Transcultural Dance

After attending the Celebrating Tagore event on Thursday December 6, I was amazed by the level of professionalism that the dancers had. The dancers were extremely convincing in their visual portray of Tagore’s poetry and I was able to understand the meaning of the poem without understanding the language it was written in. I have had similar experiences like this during the semester, such as the Japanese benshi performance earlier in the year. So it was not a new experience to witness language demonstrated through art. However, what was very different about this performance was the fact that not only was the culture being translated, but the music was as well. While watching the dance, I noticed that the music sounded strange for the theme of the performance. It did not sound ethnically Indian, but rather had heavy Jazz influence to it.
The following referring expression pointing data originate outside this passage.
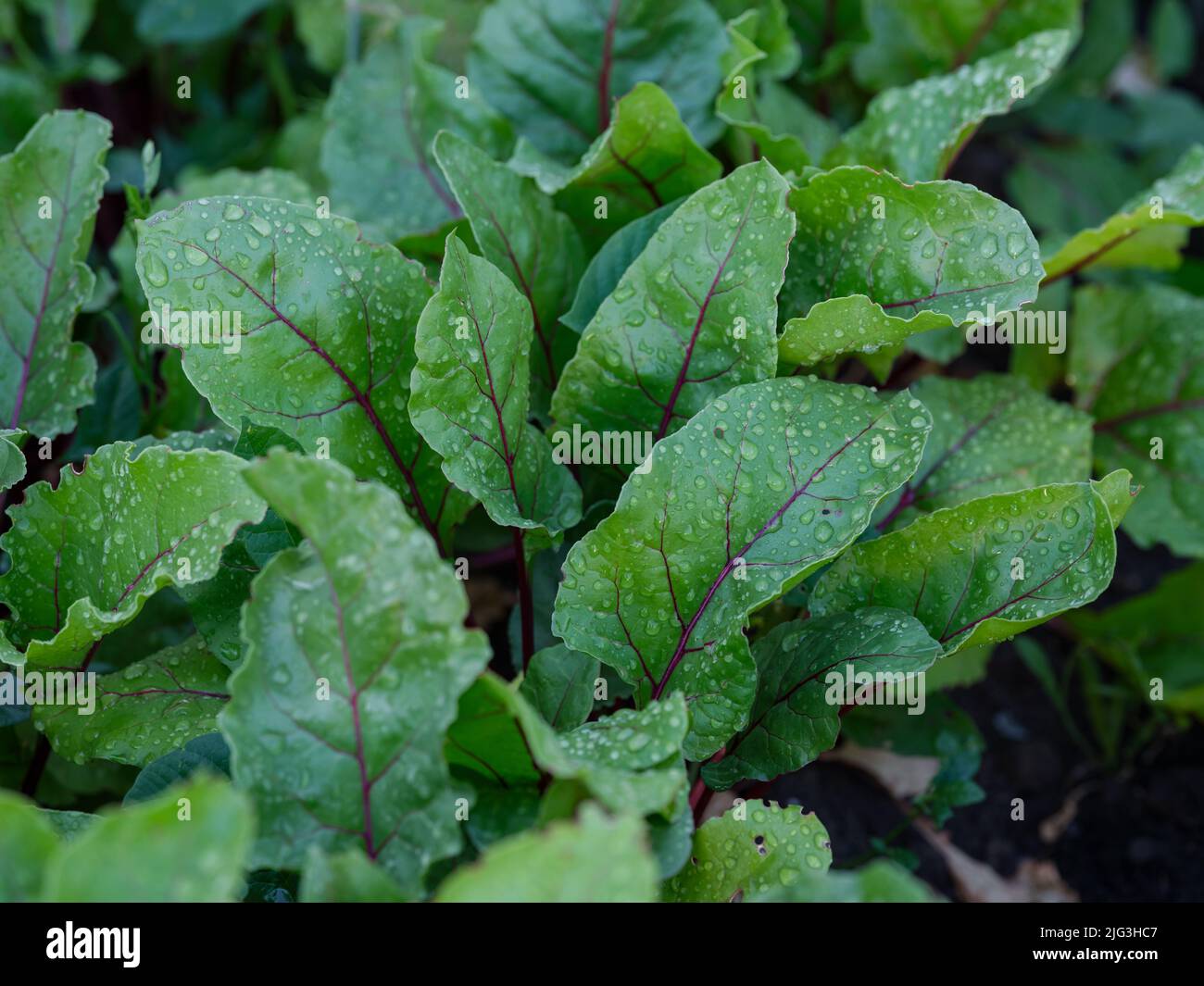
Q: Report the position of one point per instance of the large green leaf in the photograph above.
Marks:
(747, 850)
(326, 342)
(1136, 364)
(759, 489)
(877, 260)
(27, 842)
(990, 435)
(630, 761)
(793, 720)
(594, 860)
(192, 20)
(12, 459)
(356, 656)
(144, 710)
(1156, 634)
(51, 185)
(1148, 231)
(916, 131)
(908, 41)
(554, 67)
(882, 881)
(470, 392)
(560, 684)
(694, 316)
(519, 232)
(382, 117)
(983, 571)
(643, 160)
(89, 553)
(187, 845)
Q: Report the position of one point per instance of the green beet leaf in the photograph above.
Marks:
(356, 656)
(747, 850)
(1136, 365)
(144, 710)
(983, 571)
(520, 232)
(89, 553)
(187, 845)
(990, 435)
(759, 489)
(794, 718)
(28, 841)
(1147, 231)
(594, 860)
(630, 761)
(916, 131)
(557, 67)
(12, 459)
(382, 119)
(694, 316)
(909, 41)
(51, 185)
(470, 397)
(877, 261)
(560, 684)
(326, 324)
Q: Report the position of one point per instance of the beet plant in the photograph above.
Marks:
(497, 456)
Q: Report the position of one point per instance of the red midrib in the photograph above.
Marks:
(357, 395)
(667, 417)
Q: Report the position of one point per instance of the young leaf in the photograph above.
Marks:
(988, 435)
(759, 489)
(916, 131)
(560, 684)
(557, 65)
(630, 761)
(909, 41)
(347, 877)
(983, 571)
(1136, 364)
(645, 159)
(189, 844)
(27, 842)
(325, 345)
(206, 753)
(738, 105)
(694, 316)
(165, 517)
(793, 718)
(470, 393)
(749, 850)
(12, 459)
(877, 260)
(1136, 235)
(51, 185)
(595, 860)
(356, 656)
(185, 20)
(382, 117)
(610, 263)
(143, 712)
(521, 235)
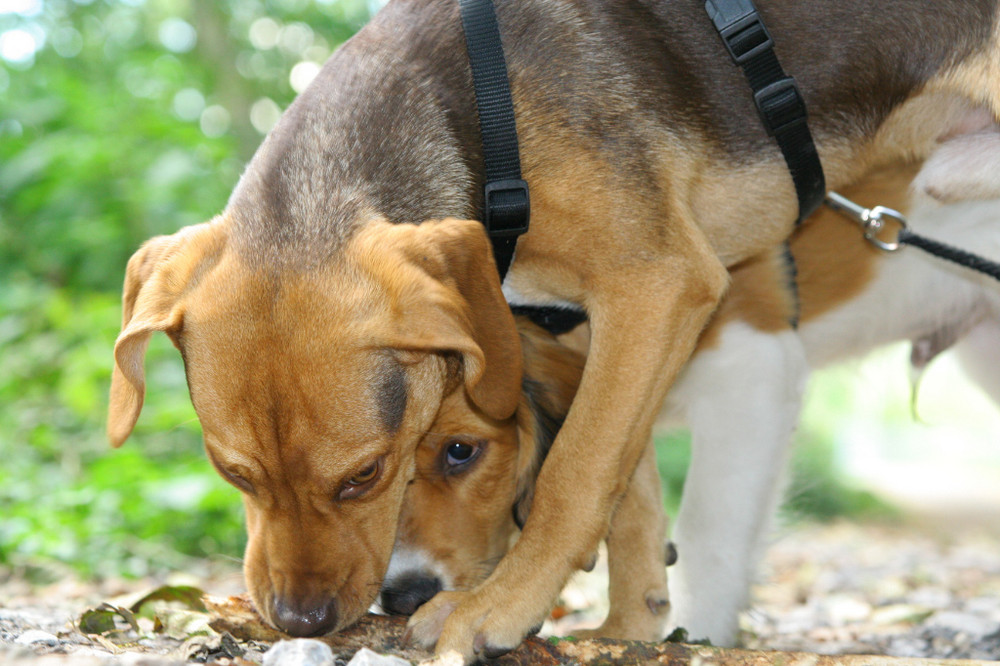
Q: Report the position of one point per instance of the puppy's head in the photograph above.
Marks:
(474, 480)
(315, 386)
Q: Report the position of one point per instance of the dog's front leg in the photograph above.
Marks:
(741, 400)
(646, 312)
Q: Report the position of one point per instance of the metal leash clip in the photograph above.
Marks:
(872, 220)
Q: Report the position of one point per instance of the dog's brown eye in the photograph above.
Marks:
(358, 484)
(458, 455)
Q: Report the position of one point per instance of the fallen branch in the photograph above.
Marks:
(384, 635)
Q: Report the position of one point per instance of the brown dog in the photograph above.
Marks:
(322, 320)
(473, 488)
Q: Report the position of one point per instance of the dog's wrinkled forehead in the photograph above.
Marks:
(291, 364)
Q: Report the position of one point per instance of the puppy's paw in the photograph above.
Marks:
(471, 624)
(424, 627)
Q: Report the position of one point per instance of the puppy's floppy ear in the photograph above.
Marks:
(445, 295)
(552, 372)
(157, 274)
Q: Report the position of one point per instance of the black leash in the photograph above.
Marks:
(775, 93)
(506, 207)
(875, 222)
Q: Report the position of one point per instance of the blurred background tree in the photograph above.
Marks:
(120, 120)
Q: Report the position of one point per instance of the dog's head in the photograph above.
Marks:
(315, 386)
(475, 477)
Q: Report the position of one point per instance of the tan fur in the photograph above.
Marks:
(277, 444)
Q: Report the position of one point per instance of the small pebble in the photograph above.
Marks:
(975, 627)
(299, 652)
(36, 637)
(366, 657)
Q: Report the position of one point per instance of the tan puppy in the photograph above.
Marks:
(473, 488)
(321, 328)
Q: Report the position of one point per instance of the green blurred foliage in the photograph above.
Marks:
(129, 119)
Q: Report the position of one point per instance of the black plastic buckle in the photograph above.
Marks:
(507, 208)
(742, 31)
(780, 105)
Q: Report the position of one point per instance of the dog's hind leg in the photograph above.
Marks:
(647, 307)
(742, 401)
(979, 354)
(637, 577)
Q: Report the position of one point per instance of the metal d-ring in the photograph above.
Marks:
(872, 220)
(875, 223)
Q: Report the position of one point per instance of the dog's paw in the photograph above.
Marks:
(425, 626)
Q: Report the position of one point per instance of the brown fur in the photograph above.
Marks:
(289, 305)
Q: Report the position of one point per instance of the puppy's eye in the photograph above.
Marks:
(361, 482)
(458, 455)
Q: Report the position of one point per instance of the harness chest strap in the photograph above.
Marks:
(776, 95)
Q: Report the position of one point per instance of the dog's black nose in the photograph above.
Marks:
(405, 594)
(304, 620)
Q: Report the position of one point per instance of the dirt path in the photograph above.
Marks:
(838, 589)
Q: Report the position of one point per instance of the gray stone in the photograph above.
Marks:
(299, 652)
(973, 626)
(36, 637)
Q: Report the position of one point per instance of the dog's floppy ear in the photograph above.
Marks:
(156, 276)
(552, 372)
(446, 296)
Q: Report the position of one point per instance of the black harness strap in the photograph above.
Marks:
(506, 207)
(778, 100)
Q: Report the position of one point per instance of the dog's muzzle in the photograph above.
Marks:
(405, 594)
(304, 620)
As someone who has been involved in music for the majority of my life I found this translation to be extremely interesting and entertaining. Normally a dance is matched to the form of music that it was developed for, but when a different type of music is applied to the same dance it creates a noticeable gap between cultures. It is clear that there are differences between cultures, but it may not be clear what the difference always is.

I feel that this difference in musical culture from visual culture enhanced the experience and made me more aware of my differences from other cultures. In a way, it made me feel foreign to the situation, not the other way around. I realized that my culture did not belong. It is extremely difficult to find situations in your native country in which you are the one that does not belong. While there was some universality to the performance, mostly from the expressions and moves of the dancers, there was an odd mixture of foreign and native influence. This mixture was by no means a negative aspect of the night, in fact, it made it all the more enjoyable. It is not very often that I am able to experience a foreign culture interspersed with elements of my own.